Google Reader improvements

The new Google Reader trends page

I had­n’t touched Google Read­er since tak­ing a brief look at its ini­tial launch in Octo­ber 2005. I’m now using it as my pri­ma­ry read­er, hav­ing grown tired of Rojo’s poor per­for­mance and fre­quent inter­face over­hauls. There’s a few things that have real­ly improved since that first release. I’ll sum them up briefly here:

  • Unclut­tered, sim­ple inter­face. They’ve gone back to basics and mim­ic a plain desk­top appli­ca­tion UI. Hard­ly any super­flu­ous web 2.0 fea­tures demand your attention.
  • Trends page (I’ve book­marked a few arti­cles on this); which allows you to look at the feeds you’ve been read­ing the most but, more impor­tant­ly, allow you to weed out the ones you nev­er look at or have died. Essen­tial for some­one who has over 200 feeds to track.
  • Mul­ti-fold­er organ­is­ing, not quite free tag­ging (which is a shame) but still nice for the folk­so­nom­i­cal­ly inclined.
  • When scrolling through a list of expand­ed new feed items, Read­er auto­mat­i­cal­ly marks items you’ve scrolled past as read. Which great­ly reduces the excise oth­er web-based read­ers force on their users when want­i­ng to mark a feed as read. 
  • Per­for­mance is accept­able to good. It’s not as fast as Gmail, but vast­ly supe­ri­or to Rojo for instance, despite the con­sid­er­able use of AJAX.
  • There is an unof­fi­cial Mac OS X noti­fi­er that uses Growl.
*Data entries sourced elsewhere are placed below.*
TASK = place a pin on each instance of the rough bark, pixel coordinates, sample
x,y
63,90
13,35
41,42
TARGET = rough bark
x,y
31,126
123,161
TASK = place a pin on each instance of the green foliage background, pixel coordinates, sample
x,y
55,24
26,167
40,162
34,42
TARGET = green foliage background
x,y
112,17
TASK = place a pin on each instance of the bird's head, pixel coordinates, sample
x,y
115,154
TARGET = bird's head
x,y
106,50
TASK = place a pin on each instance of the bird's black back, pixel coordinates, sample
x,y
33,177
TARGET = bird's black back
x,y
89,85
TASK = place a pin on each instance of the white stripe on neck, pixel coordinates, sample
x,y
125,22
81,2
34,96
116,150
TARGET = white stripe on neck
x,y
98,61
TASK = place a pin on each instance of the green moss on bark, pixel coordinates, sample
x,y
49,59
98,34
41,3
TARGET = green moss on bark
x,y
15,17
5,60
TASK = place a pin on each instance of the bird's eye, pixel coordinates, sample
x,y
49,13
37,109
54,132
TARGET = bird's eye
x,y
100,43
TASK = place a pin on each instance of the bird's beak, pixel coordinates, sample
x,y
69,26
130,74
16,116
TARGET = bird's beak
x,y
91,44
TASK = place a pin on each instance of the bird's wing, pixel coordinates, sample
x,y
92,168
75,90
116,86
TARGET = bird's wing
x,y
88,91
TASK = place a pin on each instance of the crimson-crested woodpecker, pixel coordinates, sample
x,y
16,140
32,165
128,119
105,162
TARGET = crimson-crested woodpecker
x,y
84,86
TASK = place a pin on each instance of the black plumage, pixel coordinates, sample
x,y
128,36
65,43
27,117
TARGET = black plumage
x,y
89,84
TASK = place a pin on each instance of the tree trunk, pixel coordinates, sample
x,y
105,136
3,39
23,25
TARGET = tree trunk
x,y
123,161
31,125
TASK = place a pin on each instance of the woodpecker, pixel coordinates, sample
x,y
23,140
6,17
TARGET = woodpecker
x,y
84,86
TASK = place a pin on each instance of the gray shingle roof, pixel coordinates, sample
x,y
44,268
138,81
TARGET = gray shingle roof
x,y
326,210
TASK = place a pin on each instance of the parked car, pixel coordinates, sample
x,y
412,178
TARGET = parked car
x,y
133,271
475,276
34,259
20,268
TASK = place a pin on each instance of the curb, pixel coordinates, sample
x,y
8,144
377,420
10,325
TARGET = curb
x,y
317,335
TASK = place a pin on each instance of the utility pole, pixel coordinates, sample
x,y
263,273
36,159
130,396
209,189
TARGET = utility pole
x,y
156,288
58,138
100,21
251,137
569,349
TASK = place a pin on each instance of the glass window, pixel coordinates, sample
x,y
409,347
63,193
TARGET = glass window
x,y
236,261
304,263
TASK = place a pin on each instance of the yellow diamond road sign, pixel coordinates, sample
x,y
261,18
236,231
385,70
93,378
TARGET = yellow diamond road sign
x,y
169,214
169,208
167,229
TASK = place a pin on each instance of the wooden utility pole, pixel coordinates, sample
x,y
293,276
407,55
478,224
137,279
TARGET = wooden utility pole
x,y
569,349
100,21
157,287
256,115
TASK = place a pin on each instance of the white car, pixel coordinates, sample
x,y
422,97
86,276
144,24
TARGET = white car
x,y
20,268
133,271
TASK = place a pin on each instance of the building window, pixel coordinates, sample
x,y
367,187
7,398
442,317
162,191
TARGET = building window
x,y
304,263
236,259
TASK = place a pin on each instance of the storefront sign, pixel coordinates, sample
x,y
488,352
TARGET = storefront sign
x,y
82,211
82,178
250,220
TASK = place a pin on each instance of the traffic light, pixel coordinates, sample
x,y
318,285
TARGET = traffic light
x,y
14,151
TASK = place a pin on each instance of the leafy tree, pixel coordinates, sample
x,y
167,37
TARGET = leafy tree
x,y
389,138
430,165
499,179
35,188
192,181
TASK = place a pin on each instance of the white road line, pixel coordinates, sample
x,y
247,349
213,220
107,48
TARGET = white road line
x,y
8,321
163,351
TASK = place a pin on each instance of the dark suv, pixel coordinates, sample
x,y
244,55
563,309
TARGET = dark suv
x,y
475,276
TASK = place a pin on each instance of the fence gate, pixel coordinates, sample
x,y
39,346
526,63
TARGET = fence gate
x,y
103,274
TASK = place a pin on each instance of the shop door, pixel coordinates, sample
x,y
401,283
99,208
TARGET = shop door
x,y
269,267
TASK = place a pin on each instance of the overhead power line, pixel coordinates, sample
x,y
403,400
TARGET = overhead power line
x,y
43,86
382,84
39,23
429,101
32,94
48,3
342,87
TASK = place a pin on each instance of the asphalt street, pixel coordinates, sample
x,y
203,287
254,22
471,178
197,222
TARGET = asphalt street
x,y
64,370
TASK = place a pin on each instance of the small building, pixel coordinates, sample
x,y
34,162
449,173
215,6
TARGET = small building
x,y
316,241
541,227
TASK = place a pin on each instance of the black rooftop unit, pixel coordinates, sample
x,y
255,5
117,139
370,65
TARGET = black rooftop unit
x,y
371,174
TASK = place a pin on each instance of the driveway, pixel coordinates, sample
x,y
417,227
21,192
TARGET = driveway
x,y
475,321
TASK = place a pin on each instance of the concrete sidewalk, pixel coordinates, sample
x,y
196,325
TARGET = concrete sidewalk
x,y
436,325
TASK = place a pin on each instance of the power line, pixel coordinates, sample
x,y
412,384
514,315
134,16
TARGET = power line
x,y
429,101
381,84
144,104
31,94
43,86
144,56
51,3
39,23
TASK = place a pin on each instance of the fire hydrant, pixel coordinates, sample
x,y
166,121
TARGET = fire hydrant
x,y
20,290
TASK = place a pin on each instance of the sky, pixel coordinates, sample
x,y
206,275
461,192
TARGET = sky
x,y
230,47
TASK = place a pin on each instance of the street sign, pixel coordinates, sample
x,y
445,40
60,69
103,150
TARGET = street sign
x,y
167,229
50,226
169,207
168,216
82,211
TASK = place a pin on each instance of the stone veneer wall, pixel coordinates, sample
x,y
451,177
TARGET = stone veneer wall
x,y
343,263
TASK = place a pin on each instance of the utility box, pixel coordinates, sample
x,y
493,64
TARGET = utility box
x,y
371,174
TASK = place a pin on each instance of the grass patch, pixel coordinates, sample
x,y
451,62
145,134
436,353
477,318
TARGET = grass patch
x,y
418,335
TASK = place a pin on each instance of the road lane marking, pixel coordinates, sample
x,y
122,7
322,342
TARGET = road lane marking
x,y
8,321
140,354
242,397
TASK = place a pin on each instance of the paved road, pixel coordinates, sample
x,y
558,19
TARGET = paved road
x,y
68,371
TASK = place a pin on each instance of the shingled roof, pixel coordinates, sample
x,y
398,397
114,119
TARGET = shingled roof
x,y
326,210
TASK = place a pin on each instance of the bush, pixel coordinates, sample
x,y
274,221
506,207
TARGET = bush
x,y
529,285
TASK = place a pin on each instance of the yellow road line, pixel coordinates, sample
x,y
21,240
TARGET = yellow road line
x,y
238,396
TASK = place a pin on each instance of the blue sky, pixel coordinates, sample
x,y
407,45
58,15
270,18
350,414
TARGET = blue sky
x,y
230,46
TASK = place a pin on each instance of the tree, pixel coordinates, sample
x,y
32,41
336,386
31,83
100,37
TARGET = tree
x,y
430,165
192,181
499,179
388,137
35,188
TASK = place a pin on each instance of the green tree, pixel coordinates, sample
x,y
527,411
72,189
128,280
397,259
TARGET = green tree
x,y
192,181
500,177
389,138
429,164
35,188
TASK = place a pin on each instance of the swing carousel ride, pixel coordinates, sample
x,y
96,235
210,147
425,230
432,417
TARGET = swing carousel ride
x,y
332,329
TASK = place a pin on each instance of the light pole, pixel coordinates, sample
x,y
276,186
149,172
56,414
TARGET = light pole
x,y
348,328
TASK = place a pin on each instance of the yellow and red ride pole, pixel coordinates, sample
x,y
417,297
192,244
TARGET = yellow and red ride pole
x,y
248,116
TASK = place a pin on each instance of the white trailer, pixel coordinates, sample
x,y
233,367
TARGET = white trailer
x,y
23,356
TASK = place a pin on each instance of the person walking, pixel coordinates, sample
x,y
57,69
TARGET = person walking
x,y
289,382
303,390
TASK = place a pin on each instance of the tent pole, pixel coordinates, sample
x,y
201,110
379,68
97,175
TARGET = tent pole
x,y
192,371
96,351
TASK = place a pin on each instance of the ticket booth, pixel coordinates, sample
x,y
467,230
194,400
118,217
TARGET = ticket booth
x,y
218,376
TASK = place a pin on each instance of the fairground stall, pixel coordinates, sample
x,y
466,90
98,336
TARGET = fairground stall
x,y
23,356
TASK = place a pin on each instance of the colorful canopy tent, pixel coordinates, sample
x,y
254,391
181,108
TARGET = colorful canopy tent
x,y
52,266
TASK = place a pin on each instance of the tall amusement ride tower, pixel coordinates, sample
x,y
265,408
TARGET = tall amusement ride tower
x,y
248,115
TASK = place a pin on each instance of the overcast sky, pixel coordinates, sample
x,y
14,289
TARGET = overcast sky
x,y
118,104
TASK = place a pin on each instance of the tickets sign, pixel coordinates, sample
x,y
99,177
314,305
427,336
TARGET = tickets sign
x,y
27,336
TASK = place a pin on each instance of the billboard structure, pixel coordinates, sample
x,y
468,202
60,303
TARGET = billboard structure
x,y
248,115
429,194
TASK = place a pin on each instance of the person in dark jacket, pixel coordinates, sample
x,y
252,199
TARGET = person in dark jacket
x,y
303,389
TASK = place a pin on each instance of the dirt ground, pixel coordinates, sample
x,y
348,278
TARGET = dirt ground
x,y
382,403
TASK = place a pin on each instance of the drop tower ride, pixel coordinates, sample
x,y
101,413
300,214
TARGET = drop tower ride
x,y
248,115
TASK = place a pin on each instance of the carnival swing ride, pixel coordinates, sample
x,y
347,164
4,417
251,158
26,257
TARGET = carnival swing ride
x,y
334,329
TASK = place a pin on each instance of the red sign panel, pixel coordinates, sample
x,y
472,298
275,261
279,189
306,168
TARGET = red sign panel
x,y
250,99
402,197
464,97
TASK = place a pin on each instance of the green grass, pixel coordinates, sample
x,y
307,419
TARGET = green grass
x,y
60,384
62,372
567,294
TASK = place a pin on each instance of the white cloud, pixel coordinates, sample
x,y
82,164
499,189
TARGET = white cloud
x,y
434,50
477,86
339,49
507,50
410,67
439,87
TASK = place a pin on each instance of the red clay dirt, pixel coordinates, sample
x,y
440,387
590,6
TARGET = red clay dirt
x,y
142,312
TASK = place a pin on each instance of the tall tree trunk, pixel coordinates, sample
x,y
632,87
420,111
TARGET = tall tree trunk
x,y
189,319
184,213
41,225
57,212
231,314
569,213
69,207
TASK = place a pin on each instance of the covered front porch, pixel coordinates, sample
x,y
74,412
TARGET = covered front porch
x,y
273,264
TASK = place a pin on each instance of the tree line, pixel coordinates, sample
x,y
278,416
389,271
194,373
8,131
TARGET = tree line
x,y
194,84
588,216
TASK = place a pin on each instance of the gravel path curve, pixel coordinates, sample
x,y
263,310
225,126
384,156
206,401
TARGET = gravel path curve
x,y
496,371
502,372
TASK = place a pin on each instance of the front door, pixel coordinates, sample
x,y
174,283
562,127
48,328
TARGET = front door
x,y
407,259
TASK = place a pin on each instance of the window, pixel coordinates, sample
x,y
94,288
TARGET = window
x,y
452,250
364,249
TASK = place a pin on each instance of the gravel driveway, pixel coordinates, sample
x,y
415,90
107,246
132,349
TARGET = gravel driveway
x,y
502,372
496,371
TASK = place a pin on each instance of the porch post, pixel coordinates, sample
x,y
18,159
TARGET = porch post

Most of these fea­tures are not includ­ed in one or both of the pre­vi­ous two web-based read­ers I used for a length of time (Blog­lines and Rojo). Google have real­ly come up with some­thing nice here. I won­der when it’ll move out of the lab.

Why am I not using a desk­top based read­er? I’d like to (Net­NewsWire’s great for instance), just as I’d love to use a prop­er desk­top email client, but my mul­ti-plat­form, mul­ti-machine per­son­al and pro­fes­sion­al use does­n’t allow me too. I work on at least two sep­a­rate PCs at work (a desk­top and a lap­top) and have a cute lit­tle iBook that I use at home. This all means I am a real web OS user. Fire­fox as brows­er (with Google Brows­er Sync to keep it the same across all installs), Google Read­er for RSS, Gmail for email and (until recent­ly) Google Cal­en­dar for, well, my cal­en­dar. Is it coin­ci­dence I seem to pre­fer Google prod­ucts for these things? Prob­a­bly not, Google seems to be doing a very good job at these kind of pro­duc­tiv­i­ty appli­ca­tions (just as Yahoo! seem to be lead­ing the way in social applications).